Le fait d'avoir l'aide-familiale me libère physiquement et mentalement; on a pu reprendre des activités de classe 2 à 3 fois par semaine, j'ai même repris la fabrication du matériel.
Je suis moins fatiguée grâce à mon traitement, et aussi les mesures prises pour cadrer les enfants.
En effet, tous deux sont volontaires chacun de leur manière.
Bénédicte veut décider parfois, pour son frère par exemple, ou est récalcitrante toujours dans les mêmes situations: habillage, douche, retirer son manteau. Elle gémit dès que quelque-chose ne va pas. Elle pleure le matin pour que je vienne la lever, dit souvent "j'aurai du mal" quand je lui demande de faire quelque-chose. Un livre m'a bien aidé dans ma réflexion, afin de gérer les choses dans le calme, et faire respecter les règles:" écouter pour que les enfants parlent, parler pour que les enfants écoutent", je n'ai pas encore tout lu. Tout un programme!

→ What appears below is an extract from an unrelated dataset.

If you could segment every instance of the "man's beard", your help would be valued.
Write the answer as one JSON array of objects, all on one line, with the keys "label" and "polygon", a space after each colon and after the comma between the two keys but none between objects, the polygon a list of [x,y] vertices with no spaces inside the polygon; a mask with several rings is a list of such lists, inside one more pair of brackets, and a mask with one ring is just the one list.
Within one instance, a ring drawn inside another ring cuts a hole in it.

Elle est aussi très sensible à la manière dont on s'occupe de son frère; parfois on le regarde trop...
Jean-Baptiste, lui est victime de ses frustrations et cela le fâche très fort. Il a des choses à dire mais ne parle pas, il veut se déplacer mais ne marche pas encore, il veut faire par lui-même mais n'y arrive pas toujours. ça donne des grosses colères, ou je n'ai d'autre solution que d'accompagner en essayant de temps en temps de proposer mon aide. Vivement que les progrès viennent!
Lui aussi n'est pas toujours d'accord pour faire les choses, il faut négocier, mais parfois on passe aussi par les pleurs et là je le garde contre moi le temps que ça passe. Très vite, je peux proposer un jeu, car il se console vite, c'est un petit garçon joyeux, rieur.
Je ne peux pas m'éloigner de deux mètres sans qu'il pleure, parfois je ne l'emmène pas car je ne serai pas longue.